There is a sense of closure in Rolf's family, who have waited three decades for to know the man behind her killing, “Shock. Definitely some shock,” Rolf’s granddaughter, Sue Srnka, said. “We didn’t know if this person was deceased or this person had other crimes. We just didn’t know,” she was quoted in the report. “She was a beautiful lady. Good cook, great artist -- she was a mom,” Rolf’s daughter, Sheila Wurm said.

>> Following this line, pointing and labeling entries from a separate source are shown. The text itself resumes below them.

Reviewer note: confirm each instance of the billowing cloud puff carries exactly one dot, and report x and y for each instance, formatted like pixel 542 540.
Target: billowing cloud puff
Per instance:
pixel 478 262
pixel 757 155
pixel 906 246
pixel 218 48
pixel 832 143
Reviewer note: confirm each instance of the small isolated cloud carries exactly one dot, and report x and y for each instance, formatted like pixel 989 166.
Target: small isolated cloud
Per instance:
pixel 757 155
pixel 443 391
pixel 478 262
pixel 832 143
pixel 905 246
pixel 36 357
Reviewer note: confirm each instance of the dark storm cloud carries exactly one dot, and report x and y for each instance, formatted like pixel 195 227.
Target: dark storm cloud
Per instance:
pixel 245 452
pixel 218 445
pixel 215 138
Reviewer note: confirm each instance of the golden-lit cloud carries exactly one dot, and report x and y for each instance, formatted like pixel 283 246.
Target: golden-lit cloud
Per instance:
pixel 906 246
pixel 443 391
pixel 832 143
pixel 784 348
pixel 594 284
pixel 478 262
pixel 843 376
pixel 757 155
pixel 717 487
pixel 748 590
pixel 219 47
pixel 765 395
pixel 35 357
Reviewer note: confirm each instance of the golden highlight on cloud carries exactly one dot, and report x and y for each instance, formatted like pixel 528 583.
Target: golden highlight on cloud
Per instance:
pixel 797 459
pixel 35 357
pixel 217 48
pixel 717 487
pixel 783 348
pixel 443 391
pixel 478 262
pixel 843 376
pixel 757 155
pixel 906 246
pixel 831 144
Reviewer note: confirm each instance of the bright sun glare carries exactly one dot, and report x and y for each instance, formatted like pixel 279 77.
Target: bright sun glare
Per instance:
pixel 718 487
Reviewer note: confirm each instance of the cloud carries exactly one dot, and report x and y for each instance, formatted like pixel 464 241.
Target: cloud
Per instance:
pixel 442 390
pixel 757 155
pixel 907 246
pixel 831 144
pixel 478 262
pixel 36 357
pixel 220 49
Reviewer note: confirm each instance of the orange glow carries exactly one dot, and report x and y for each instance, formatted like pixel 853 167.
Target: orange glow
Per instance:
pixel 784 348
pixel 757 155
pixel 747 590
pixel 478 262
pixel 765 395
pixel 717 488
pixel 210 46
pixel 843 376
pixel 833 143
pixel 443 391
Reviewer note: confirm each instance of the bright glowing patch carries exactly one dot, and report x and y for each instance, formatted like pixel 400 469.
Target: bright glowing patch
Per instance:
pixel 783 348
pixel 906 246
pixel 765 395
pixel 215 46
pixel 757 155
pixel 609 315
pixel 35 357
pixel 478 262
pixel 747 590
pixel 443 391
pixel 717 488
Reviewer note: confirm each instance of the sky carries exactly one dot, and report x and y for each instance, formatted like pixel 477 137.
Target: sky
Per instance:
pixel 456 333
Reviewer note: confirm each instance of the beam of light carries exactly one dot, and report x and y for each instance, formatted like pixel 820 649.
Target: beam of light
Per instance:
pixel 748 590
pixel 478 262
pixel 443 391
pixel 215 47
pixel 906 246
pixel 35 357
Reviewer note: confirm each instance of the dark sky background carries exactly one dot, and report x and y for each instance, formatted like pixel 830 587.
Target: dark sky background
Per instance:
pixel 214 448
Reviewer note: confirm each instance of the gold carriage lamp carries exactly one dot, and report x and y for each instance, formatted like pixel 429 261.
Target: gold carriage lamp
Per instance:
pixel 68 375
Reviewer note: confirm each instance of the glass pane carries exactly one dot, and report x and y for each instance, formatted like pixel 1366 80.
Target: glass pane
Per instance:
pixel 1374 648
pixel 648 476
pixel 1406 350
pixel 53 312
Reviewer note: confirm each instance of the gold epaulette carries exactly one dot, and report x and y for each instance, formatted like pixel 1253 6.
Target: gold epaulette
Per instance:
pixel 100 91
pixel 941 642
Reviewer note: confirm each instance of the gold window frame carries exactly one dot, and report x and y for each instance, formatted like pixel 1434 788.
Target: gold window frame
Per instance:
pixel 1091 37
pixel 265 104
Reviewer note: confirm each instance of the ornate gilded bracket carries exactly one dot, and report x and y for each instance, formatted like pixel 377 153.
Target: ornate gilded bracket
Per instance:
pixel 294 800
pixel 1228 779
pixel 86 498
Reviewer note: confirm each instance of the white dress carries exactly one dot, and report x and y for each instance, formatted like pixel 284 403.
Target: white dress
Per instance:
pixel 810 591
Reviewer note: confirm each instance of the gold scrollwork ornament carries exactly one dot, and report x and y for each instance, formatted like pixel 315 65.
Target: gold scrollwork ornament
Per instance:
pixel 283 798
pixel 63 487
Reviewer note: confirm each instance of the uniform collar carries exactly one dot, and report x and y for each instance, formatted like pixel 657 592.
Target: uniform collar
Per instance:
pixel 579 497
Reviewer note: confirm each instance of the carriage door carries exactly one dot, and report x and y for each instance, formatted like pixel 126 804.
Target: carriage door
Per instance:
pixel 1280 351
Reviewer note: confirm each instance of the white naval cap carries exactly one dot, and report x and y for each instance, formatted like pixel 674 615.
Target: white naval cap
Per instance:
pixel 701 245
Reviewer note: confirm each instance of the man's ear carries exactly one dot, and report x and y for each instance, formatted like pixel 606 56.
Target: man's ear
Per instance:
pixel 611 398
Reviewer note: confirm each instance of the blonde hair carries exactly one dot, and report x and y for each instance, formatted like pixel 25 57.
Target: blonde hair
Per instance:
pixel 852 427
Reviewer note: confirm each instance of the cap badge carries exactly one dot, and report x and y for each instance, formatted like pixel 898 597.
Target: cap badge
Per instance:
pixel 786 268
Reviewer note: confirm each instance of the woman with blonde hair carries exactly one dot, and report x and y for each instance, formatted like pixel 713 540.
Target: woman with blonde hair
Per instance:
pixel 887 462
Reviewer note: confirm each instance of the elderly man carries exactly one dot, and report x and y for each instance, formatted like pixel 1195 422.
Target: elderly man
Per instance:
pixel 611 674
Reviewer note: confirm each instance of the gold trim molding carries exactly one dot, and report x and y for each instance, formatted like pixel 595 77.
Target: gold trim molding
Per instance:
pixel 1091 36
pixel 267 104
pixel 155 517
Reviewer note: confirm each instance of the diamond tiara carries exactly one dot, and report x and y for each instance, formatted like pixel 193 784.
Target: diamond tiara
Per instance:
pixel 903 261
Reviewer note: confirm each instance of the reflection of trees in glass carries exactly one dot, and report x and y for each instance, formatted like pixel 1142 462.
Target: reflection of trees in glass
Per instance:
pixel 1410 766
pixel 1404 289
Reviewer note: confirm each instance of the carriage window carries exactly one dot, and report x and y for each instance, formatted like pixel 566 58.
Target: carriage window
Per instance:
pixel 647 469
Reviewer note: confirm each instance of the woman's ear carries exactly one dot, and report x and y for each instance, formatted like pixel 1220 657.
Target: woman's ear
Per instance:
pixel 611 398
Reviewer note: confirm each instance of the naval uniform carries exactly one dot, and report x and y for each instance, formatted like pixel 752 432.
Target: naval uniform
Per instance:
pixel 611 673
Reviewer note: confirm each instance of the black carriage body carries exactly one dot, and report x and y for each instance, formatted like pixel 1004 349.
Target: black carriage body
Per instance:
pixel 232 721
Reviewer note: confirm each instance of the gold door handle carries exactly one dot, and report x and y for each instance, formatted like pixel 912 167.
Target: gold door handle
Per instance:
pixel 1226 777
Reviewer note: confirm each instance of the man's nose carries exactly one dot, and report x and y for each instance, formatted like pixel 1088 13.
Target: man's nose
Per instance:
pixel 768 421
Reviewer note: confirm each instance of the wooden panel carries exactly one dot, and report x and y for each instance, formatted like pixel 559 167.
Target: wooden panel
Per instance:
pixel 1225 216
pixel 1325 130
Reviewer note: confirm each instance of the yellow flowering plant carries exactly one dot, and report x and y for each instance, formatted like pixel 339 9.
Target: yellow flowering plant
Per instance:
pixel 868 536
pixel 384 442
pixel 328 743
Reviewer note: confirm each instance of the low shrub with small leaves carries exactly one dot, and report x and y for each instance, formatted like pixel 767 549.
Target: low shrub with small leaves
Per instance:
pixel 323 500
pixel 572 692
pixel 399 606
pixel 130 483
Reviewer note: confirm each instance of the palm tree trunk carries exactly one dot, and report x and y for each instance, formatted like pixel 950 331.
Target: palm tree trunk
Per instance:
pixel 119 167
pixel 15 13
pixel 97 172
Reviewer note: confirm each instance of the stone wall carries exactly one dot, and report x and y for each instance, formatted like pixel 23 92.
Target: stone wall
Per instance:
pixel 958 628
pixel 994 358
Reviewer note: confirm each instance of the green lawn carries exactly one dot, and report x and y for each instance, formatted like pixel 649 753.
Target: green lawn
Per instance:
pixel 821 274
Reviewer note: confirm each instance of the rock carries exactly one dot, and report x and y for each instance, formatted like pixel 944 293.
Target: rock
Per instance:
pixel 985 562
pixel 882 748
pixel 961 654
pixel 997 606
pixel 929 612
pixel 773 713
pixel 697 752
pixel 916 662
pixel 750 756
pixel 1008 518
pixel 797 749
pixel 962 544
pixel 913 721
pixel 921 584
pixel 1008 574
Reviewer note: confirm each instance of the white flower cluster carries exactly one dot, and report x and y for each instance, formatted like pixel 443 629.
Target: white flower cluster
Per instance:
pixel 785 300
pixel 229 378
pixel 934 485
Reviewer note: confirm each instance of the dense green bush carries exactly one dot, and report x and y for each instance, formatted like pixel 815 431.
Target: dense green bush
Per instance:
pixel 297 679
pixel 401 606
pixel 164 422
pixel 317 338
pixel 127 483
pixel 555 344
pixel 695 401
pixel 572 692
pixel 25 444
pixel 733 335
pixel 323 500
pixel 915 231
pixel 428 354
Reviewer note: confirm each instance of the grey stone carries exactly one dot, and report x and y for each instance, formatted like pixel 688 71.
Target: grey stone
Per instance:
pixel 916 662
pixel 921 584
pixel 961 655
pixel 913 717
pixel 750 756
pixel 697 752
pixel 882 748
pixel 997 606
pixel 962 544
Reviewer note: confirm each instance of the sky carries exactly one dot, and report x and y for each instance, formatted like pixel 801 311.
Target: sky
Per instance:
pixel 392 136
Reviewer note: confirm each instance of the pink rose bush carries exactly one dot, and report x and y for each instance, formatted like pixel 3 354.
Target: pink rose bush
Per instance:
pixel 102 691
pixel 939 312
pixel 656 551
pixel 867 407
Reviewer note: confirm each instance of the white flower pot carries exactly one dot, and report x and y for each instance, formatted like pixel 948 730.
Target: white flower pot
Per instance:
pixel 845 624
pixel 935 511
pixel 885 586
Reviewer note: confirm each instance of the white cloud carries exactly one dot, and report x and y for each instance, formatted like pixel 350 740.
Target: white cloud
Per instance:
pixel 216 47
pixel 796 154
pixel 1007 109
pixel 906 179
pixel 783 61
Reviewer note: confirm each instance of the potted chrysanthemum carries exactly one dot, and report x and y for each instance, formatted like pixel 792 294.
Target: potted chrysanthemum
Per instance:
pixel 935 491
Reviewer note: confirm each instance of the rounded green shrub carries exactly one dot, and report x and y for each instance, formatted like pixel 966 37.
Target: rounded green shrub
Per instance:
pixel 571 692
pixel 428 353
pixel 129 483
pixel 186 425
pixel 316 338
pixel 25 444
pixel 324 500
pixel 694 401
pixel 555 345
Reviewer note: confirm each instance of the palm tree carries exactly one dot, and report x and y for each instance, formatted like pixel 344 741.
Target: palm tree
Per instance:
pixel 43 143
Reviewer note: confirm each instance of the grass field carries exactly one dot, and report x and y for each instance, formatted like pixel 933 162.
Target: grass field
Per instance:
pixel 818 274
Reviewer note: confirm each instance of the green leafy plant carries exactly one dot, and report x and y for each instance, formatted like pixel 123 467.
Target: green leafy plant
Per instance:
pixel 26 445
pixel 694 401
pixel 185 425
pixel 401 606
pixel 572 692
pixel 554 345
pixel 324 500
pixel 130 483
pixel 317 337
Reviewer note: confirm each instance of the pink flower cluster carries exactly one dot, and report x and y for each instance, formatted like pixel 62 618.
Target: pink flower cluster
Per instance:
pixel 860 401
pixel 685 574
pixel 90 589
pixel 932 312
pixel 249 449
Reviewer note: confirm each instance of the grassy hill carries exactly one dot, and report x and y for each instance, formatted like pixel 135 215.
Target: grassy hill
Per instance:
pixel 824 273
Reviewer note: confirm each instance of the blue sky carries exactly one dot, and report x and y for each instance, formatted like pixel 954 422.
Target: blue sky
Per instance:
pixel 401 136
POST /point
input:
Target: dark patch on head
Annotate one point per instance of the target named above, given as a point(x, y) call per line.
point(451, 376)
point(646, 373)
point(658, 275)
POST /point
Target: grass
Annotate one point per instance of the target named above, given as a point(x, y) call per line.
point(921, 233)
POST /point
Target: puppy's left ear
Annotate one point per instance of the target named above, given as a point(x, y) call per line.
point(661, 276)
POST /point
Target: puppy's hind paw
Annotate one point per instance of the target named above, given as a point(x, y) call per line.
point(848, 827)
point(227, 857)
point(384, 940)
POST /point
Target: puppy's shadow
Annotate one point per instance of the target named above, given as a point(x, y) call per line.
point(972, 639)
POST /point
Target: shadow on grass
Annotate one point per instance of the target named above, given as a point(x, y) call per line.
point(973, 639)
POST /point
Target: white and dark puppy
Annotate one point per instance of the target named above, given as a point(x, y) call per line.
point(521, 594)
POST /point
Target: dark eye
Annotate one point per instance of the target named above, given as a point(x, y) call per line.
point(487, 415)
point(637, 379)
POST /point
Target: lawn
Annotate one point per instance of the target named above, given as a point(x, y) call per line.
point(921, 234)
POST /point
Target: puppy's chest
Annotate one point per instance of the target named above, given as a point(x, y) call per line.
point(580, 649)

Sheila recalled the morning her mother was last seen alive, “She was walking to work. She worked at the Country Aire [banquet hall]. She never made it there. See, it had snowed out that morning. My mother had a fear of snow. She did not drive. My mother was a driver, but she walked everywhere she went. But she wasn’t going to work that way, and my brother usually gave her a ride but wasn’t going in that day that early. So she decided to walk, and she never made it there.” After learning of Meyer’s arrest, the family went to the scene of the crime and placed a cross on the bridge above where her body was found. “She was a beautiful soul,” her daughter said as per the report.

A forensic pathologist discovered signs of ligature strangling, several skin abrasions, and blunt head trauma during the autopsy. Homicide was declared the cause of death. The victim's swabs were taken by the pathologist, but in 1988 the Wisconsin Crime Lab was unable to do DNA analysis.